1357800 - Assessment of Left Ventricular Hemodynamic Forces in Pediatric Heart Transplant Patients

Heart transplant patients are at risk for sub-clinical and clinical rejection, which are often mild, focal and repetitive leading to myocardial fibrosis. These patients may have alter biomechanical properties despite having normal ejection fraction. Cardiac magnetic resonance (CMR) is a sensitive tool to identify both myocardial tissue parameters, and regional functional assessment; however, the unique biomechanical properties of the left ventricle (LV) cannot be assessed through conventional CMR techniques. Novel biomechanical parameters such as cine-derived hemodynamic force (HDF) may serve as early indicator for insidious biomechanical dysfunction¹. Thus, we investigated HDF through cine derived wall motion in the LV as a novel biomarker of myocardial dysfunction in post-transplant patients.

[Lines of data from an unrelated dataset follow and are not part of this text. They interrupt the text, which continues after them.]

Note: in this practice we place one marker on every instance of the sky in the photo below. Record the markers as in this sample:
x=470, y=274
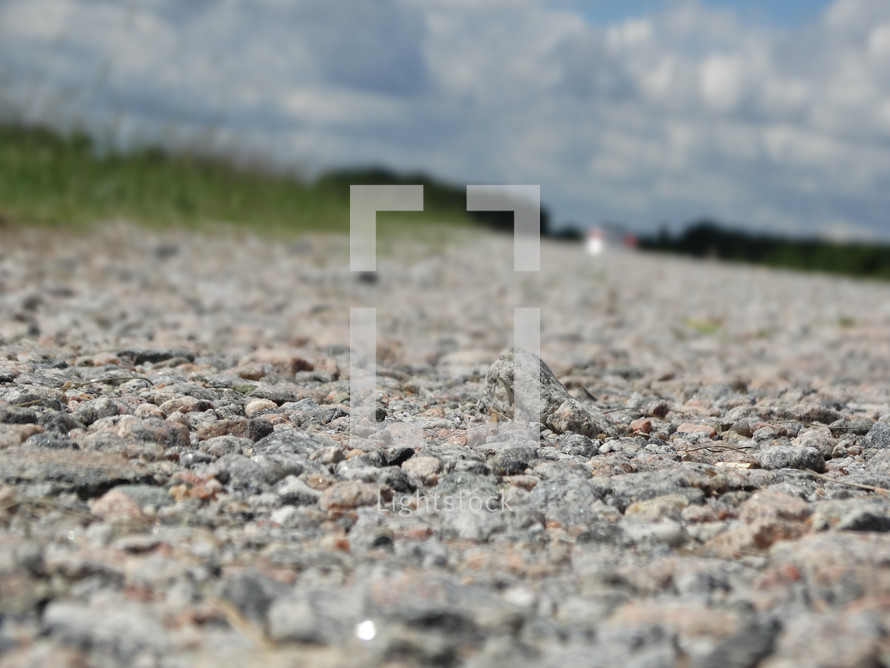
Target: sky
x=774, y=116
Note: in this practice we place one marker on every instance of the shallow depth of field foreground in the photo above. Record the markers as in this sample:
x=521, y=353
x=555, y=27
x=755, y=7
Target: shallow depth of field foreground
x=178, y=485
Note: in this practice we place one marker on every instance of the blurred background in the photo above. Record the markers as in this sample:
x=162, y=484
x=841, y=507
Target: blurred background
x=750, y=130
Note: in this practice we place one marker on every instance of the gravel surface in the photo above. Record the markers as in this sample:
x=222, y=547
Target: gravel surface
x=178, y=485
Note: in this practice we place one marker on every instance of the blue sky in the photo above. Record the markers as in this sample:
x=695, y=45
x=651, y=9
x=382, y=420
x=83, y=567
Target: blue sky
x=781, y=13
x=769, y=115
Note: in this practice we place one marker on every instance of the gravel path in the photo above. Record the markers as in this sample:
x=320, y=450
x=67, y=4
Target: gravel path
x=178, y=485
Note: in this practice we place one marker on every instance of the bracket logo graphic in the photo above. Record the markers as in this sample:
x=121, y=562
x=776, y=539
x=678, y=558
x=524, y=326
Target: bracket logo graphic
x=364, y=203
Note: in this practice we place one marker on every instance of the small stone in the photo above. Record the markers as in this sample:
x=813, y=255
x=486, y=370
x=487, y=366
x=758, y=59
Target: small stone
x=690, y=428
x=790, y=457
x=257, y=406
x=559, y=410
x=117, y=507
x=293, y=491
x=877, y=437
x=154, y=355
x=422, y=468
x=668, y=506
x=643, y=425
x=351, y=493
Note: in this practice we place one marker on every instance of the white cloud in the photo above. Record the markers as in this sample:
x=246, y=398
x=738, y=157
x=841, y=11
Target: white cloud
x=683, y=112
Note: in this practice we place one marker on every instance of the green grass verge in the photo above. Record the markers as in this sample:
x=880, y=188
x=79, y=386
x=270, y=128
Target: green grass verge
x=51, y=179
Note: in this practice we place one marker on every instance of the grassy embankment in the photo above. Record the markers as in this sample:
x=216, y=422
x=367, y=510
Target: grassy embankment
x=57, y=180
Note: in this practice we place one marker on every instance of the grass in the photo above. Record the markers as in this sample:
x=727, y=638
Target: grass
x=53, y=180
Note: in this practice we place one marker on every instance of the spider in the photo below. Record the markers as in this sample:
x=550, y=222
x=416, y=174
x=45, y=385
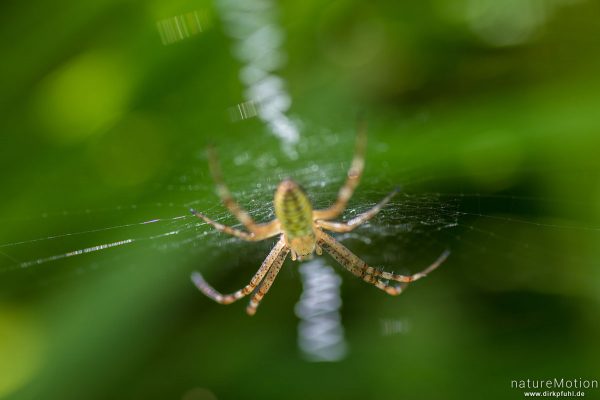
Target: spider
x=301, y=233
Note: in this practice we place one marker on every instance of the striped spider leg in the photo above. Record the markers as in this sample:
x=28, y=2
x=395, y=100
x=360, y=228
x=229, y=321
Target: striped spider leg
x=271, y=265
x=376, y=277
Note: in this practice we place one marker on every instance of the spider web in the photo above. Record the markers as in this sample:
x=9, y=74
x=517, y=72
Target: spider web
x=410, y=231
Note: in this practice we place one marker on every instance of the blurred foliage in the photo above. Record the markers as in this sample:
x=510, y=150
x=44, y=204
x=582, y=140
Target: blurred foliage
x=490, y=106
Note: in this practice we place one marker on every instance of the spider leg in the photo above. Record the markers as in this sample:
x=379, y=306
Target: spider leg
x=266, y=284
x=262, y=231
x=369, y=274
x=354, y=174
x=276, y=256
x=358, y=220
x=225, y=194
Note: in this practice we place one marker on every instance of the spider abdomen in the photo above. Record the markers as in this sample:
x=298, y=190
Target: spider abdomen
x=293, y=210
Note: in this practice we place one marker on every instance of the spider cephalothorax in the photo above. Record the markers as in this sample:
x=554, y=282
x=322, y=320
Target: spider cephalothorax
x=300, y=230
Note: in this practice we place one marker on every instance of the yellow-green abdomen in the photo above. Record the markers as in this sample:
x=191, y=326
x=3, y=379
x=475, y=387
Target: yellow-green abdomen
x=293, y=210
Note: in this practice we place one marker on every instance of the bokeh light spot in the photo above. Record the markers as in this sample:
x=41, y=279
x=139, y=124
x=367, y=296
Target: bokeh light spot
x=83, y=96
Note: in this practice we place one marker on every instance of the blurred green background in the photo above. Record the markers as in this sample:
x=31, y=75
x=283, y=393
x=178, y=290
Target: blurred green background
x=484, y=112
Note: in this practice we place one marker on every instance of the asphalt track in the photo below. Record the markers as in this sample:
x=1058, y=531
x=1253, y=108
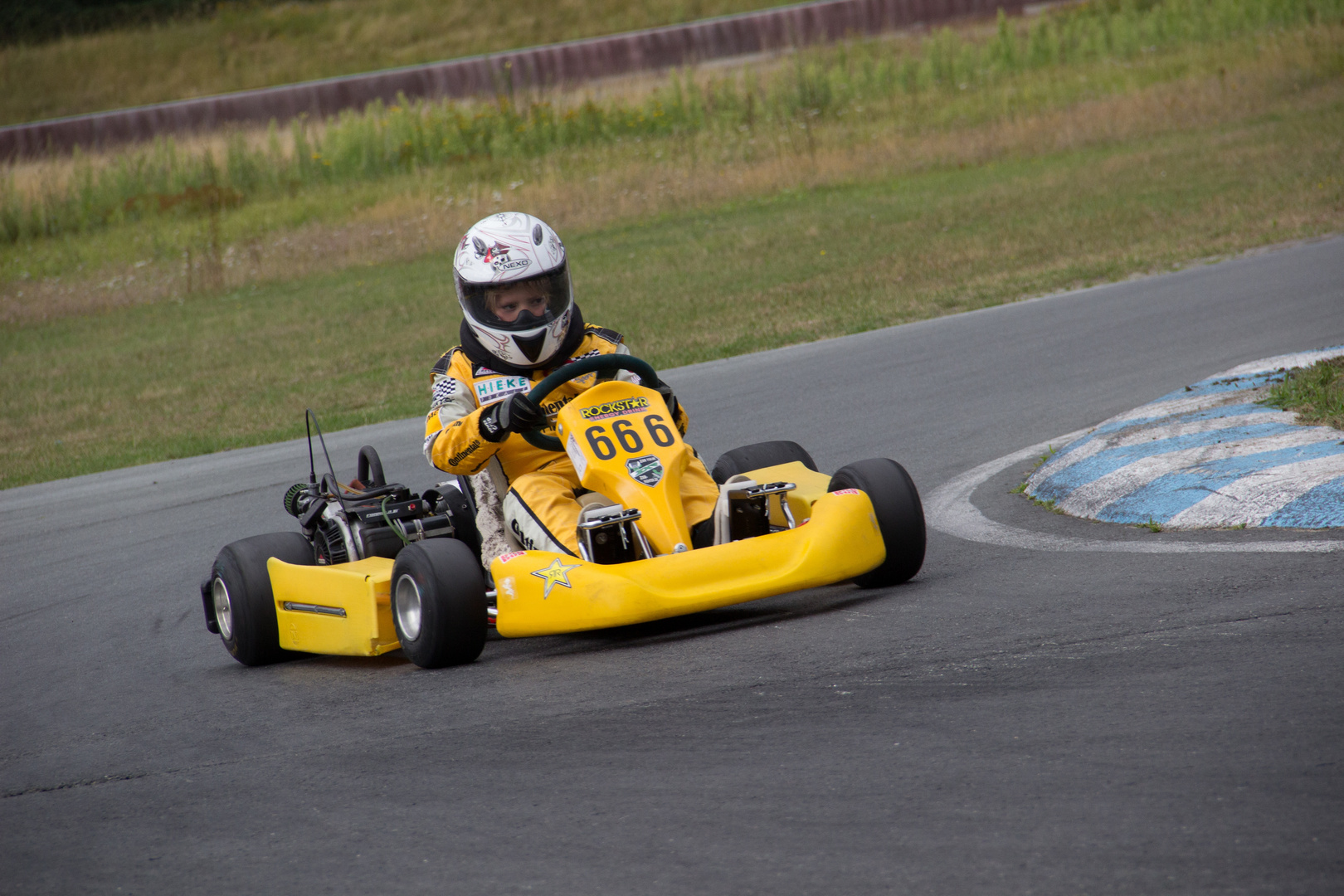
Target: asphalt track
x=1012, y=720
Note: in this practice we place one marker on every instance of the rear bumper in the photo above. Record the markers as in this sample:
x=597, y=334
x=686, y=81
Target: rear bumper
x=542, y=592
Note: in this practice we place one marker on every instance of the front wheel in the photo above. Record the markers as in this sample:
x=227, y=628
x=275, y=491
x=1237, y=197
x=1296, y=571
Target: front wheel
x=895, y=501
x=753, y=457
x=438, y=603
x=244, y=603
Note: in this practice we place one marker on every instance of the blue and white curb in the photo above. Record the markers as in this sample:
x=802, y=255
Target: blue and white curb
x=1203, y=457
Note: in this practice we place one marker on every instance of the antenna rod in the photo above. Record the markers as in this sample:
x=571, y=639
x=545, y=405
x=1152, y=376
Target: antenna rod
x=308, y=425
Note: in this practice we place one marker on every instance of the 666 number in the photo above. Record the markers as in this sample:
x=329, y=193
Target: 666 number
x=628, y=436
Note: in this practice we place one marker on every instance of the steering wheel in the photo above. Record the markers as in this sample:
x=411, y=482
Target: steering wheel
x=602, y=363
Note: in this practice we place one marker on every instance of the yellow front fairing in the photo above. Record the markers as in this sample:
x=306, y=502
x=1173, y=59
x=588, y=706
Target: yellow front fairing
x=624, y=445
x=542, y=592
x=339, y=609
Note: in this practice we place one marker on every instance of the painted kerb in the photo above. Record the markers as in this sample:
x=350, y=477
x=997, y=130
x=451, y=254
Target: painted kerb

Methods: A retrospective analysis of CMR studies from 13 heart transplanted patients (8 of whom had clinical or biopsy proven rejection and 5 with no evidence of rejection) and 11 controls was performed. Feature-tracking (Qstrain, Medis) was performed on short-axis and long-axis cine images to capture LV wall motion.  A novel technique based on diffeomorphic mapping was used to reconstruction three-dimensional LV kinematic models to calculate the global HDF vector and work (dot product of HDF and distance) throughout the cardiac cycle (Figure 1).  The magnitude of HDF across the cardiac cycle was further separated into three directions for analysis: apical-basal, lateral-septal, and anterior-posterior directions.


Results:

There was no significant difference in LV ejection fraction between transplant patients and controls (54+/- 6% vs 58+/- 4%, p > 0.05). Post-transplant hearts demonstrated reduction in systolic apical-basal (p=0.05) and lateral-septal (p=0.04) HDF when compared to controls with normal hearts (Figure 2). Post-transplant hearts also had reduction in systolic work performed by the LV (p=0.01) in comparison to controls. Interestingly, amongst transplant patients, there was no significant difference between the subgroups with active rejection versus those not being treated for rejection.



Conclusion:

Three-dimensional kinematic models of the LV could be used to measure altered HDF in pediatric transplant patients.  Further studies are needed to identify HDF and LV kinematics as potential markers for early transplant rejection and markers of overall long-term outcomes.